Intervention de Charles Guené

Réunion du 27 janvier 2015 à 14h30
Débat sur l'évolution des finances locales

Photo de Charles GuenéCharles Guené :

Madame la présidente, madame la ministre, monsieur le secrétaire d’État, mes chers collègues, disserter de l’évolution des finances locales en huit minutes relève de la gageure, surtout lorsqu’on sera peut-être, dans quelque temps, chargé des affaires. J’ai préféré me livrer à un exercice de prospective générale en traitant le sujet selon les quatre points suivants, avec peut-être un œil plus universitaire : les bases à retenir pour un nouvel impôt local, l’hétérogénéité des territoires et la péréquation, l’autonomie fiscale, une nouvelle gouvernance des finances publiques.

Quelles peuvent être les bases d’un nouvel impôt local ? L’histoire de la fiscalité locale moderne comporte des étapes clefs : en 1789, on crée les contributions directes nouvelles ; en 1917, on substitue aux contributions directes l’impôt sur le revenu, tout en conservant la référence aux « principaux fictifs » ; l’ordonnance du 7 janvier 1959 fonde une nouvelle fiscalité – qui ne sera mise en place que dans les années soixante-dix puis quatre-vingt –, assise sur des valeurs locatives et instaurant la taxe professionnelle ; enfin, la réforme de 2010-2015, marquée par le constat de la nécessité de revoir les bases de l’impôt économique, vidé de sa substance et devenu dotation d’État pour moitié, et la naissance de la contribution économique territoriale, la CET.

Nous avons incontestablement manqué d’audace depuis 1789, alors que nous aurions pu déconnecter le système local du système national, pour lui donner une certaine indépendance.
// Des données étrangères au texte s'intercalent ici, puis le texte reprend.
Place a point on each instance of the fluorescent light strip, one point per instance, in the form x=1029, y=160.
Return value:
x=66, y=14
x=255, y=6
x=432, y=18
En 2015, alors qu’il nous appartient de finaliser la réforme en cours, je suis de ceux qui pensent que nous serons à nouveau conservateurs : premièrement, la pression fiscale générale empêchera d’orienter la fiscalité locale selon des critères touchant aux revenus, ce qui n’est pas fait pour me déplaire ; deuxièmement, le besoin de ressources dynamiques auquel est confronté l’État l’empêchera de consentir au transfert d’impôts nouveaux souhaité.

On peut donc estimer que, en la matière, nous nous acheminons vers le statu quo, avec une orientation renforcée vers un système de dotations, sans oublier, bien sûr, les effets induits par le transfert de compétences issu de l’adoption de la loi portant nouvelle organisation territoriale de la République et ceux de la contribution à l’effort de redressement national, qu’a si bien évoqués M. Baroin. Il importera, bien entendu, que l’équité fiscale soit renforcée par le biais de la révision des valeurs locatives, qui ne doit plus souffrir d’aucun retard.

En ce qui concerne l’hétérogénéité des territoires, la mondialisation et la péréquation, je dirai que, jusqu’à la fin du XXe siècle, chacun a pu se satisfaire d’un système largement corrélé aux fondamentaux de notre fiscalité nationale que sont les investissements ou biens corporels et leur localisation géographique, le credo reposant sur le lien entre le contribuable et l’élu avec, au faîte du dispositif, le rapport de l’impôt économique avec le territoire concerné.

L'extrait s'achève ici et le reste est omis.